A review by markk
Helmet for My Pillow: From Parris Island to the Pacific by Robert Leckie

3.0

I first learned of this book when I read that it was being used as one of the sources for a new miniseries about the Pacific theater in the Second World War. Having enjoyed the other source material being used, E. B. Sledge’s superb memoir, [b:With the Old Breed: At Peleliu and Okinawa|771332|With the Old Breed At Peleliu and Okinawa|Eugene B. Sledge|https://images.gr-assets.com/books/1297640051s/771332.jpg|757389], I decided to track down a copy of Leckie’s account and read it for myself. Because of this, I found myself comparing the two works as I read it, which influenced my overall opinion of the book.

In many ways, the experiences of the two men were similar. Both were civilians prior to the Second World War; Leckie enlisted in the Marines a month after the Japanese attack on Pearl Harbor. His account of basic training feels incredibly authentic, in part because of his attention to details. Leckie captures much of the mundane minutiae of learning how to be a Marine, from the bureaucratic experience of inoculation to the quest for a good time on leave. This sense of authenticity continues as he describes his deployment to Guadalcanal with the First Marine Division and his engagement with the war there. These experiences form the best part of the book, as his initial encounter with life as a Marine in both training and war reflect his interest in the novelty of it all.

From Guadalcanal, Leckie’s unit was returned to Australia for rest and refitting. This transformation into what he calls a “lotus-eater” also bears a real sense of verisimilitude, as unlike many memoirs of war he does not gloss over the search for release that often characterized breaks from the battles. It is here, though, that his account flags a little, and his return to combat in New Britain as part of Operation Cartwheel was perhaps the least interesting part of the book. The book improves with his subsequent experiences in the hospital in Banika and his final, abbreviated deployment to Peleliu, which ended with his injury and return to the States for the duration of the war.

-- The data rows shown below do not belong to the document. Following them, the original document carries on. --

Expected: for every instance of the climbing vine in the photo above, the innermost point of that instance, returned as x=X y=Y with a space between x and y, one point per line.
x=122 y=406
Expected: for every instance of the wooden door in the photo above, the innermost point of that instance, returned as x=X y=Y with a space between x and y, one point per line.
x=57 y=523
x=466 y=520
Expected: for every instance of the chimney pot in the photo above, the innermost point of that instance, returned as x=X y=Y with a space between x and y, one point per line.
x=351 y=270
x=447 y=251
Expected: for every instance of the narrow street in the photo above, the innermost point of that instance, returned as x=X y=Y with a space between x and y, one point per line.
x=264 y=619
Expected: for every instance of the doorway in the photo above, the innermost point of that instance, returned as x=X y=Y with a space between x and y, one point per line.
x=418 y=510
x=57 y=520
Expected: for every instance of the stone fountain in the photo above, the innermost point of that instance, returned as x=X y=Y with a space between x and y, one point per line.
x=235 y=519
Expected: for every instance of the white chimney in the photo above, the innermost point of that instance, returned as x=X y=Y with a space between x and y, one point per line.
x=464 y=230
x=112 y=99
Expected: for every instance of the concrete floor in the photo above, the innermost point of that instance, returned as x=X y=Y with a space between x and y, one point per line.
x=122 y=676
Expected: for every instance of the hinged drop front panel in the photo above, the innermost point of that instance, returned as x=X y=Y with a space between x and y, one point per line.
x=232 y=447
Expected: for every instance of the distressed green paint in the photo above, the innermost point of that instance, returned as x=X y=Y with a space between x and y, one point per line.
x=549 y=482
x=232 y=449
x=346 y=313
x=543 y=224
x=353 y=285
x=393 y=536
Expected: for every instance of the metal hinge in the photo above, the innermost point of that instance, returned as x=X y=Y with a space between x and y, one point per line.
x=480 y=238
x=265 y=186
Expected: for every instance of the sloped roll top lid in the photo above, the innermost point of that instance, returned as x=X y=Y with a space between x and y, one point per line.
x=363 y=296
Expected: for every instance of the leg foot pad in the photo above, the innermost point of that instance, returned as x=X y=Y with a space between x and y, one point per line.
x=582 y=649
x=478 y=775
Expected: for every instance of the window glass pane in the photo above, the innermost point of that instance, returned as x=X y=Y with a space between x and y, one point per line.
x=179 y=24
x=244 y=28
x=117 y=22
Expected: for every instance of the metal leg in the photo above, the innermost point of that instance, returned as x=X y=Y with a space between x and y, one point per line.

Reading this book, it is easy to see why it stands out as an account of the Second World War. Leckie’s prose brings alive both the mundane routines of service and the violence of combat. It is when he is between the two that the book suffers, as his efforts at evocative prose about his surroundings in the jungle suffer from being a little overwrought, particularly in comparison to Sledge’s plainer, more straightforward descriptions. Yet both need to be read for a fascinating portrait of what the war was like for the “new boots” who gave up their lives as civilians to fight in the humid jungles and barren islands of the Pacific.